We often think of Memorial Day as a time of remembering the dead, which it primarily is of course. I would argue that Memorial Day should also be a time of remembering those who, though their physical body may have survived a war, their mental state did not.

The National Film Preservation Foundation has released for public online viewing a film that was originally censored and classified for many years, not released in any form until 1980. It was originally filmed as a documentary at the tail end of World War II.  The was directed by John Huston, who was the director of such Bogart classics as the Maltese Falcon and Treasure of the Sierra Madre. There is a bit more history on the film here.

The documentary is an hour long and is basically footage of interviews done with veterans who were suffering from what the terminology of the time called "shell shock." We now know more about it and refer to the condition as Post Traumatic Stress Disorder. In World War II, virtually nothing was known about it, much less how to deal with it from a clinical, pastoral, or counseling standpoint.
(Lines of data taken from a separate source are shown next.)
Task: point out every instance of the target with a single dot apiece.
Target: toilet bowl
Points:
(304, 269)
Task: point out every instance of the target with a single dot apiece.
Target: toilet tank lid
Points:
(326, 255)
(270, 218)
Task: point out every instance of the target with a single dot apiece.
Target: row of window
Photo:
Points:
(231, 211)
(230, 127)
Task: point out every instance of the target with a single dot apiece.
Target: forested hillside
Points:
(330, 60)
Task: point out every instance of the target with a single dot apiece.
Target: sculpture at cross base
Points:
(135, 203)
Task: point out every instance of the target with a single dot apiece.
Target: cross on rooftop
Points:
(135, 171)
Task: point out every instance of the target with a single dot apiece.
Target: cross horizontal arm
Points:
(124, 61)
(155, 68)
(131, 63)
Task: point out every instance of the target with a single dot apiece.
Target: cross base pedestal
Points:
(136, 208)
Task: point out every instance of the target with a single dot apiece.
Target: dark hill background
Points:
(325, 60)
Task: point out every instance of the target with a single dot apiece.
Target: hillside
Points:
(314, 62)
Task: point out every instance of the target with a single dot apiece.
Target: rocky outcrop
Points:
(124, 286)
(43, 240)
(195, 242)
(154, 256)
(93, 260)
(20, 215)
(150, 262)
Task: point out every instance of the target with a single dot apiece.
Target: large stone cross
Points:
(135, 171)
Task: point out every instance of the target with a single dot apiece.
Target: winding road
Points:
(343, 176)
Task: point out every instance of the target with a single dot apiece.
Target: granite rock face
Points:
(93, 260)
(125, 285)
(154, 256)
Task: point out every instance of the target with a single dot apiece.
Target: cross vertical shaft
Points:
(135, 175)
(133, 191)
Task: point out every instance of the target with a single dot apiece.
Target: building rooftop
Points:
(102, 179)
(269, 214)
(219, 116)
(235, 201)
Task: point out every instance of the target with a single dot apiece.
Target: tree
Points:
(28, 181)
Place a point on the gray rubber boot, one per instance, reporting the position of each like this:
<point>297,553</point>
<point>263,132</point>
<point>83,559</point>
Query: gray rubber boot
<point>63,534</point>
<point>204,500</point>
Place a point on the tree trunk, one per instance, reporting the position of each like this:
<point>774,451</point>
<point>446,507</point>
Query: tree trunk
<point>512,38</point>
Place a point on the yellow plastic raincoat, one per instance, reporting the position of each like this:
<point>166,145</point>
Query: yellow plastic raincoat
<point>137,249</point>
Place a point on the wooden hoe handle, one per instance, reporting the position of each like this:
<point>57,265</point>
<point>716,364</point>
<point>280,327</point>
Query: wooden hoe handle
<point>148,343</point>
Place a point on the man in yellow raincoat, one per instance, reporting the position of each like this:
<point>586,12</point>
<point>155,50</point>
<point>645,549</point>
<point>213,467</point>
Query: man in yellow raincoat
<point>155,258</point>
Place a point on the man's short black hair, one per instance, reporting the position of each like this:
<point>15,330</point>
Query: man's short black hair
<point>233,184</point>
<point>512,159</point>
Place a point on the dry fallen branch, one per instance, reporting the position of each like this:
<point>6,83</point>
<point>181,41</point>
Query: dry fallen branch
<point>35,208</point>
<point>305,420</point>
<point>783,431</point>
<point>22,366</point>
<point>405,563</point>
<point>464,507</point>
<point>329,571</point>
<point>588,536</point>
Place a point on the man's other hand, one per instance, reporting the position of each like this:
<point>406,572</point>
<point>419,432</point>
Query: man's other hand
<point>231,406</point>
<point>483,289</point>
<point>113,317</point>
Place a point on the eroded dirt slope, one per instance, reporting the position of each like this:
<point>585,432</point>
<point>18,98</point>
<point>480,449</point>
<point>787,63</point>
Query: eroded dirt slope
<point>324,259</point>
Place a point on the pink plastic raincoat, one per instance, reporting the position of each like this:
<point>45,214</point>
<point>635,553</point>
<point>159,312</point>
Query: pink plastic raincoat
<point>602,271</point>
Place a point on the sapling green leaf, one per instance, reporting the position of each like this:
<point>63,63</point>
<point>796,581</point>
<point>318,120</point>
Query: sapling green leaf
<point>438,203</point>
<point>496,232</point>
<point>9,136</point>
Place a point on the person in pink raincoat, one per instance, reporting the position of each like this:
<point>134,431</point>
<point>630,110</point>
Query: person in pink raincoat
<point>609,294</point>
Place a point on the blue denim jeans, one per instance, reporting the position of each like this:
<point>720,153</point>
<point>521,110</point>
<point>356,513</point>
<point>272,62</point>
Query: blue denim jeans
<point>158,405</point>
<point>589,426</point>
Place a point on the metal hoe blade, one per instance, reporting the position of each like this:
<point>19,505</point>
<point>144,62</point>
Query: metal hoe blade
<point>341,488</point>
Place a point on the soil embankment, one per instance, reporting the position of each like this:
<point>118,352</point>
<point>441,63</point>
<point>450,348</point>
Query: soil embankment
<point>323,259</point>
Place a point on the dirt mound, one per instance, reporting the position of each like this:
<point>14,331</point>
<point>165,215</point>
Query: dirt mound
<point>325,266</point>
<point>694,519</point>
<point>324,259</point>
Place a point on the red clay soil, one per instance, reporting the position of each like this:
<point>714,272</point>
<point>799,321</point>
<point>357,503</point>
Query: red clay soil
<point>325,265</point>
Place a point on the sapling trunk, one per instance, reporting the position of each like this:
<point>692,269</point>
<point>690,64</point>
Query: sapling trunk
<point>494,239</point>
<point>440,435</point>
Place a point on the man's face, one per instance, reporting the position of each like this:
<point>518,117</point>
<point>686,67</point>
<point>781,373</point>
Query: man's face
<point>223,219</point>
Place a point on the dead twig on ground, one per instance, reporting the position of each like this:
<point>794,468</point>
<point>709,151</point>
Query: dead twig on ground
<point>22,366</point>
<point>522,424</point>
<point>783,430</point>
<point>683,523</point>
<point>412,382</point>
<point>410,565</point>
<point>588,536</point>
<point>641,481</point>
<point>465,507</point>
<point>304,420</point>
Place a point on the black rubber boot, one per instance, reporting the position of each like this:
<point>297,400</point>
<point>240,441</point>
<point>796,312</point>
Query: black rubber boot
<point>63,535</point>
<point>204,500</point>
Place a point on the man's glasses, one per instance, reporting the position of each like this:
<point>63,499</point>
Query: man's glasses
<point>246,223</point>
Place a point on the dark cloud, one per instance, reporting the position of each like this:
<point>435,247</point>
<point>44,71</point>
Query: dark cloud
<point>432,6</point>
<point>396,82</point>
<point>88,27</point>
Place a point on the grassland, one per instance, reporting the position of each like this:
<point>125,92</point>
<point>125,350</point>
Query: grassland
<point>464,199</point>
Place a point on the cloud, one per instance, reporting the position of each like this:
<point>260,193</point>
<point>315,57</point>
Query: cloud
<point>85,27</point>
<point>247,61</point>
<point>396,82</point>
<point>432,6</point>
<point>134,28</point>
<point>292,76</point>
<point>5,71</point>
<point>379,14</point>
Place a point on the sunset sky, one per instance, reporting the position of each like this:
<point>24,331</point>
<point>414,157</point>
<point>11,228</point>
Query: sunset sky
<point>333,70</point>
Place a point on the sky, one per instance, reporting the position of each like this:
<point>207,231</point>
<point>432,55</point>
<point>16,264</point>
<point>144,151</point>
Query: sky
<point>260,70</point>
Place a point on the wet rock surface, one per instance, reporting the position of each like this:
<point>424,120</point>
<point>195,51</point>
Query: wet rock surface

The National Film Preservation Foundation has it available online and for download, both for free, at their website here. It is just under an hour in length, and the film's style and content might be considered pretty tame by modern documentary and cinematography standards, but it was originally decades ahead of its time.


Even by today's standards, some of the interviews are extremely sad and disturbing.

We often don't think of World War II veterans as having this problem, thinking instead of Vietnam or veterans of later conflicts. I would recommend taking the hour to watch it though because Memorial Day should encompass not just those who died but those who survived and had to actually live with what they saw on the battlefield.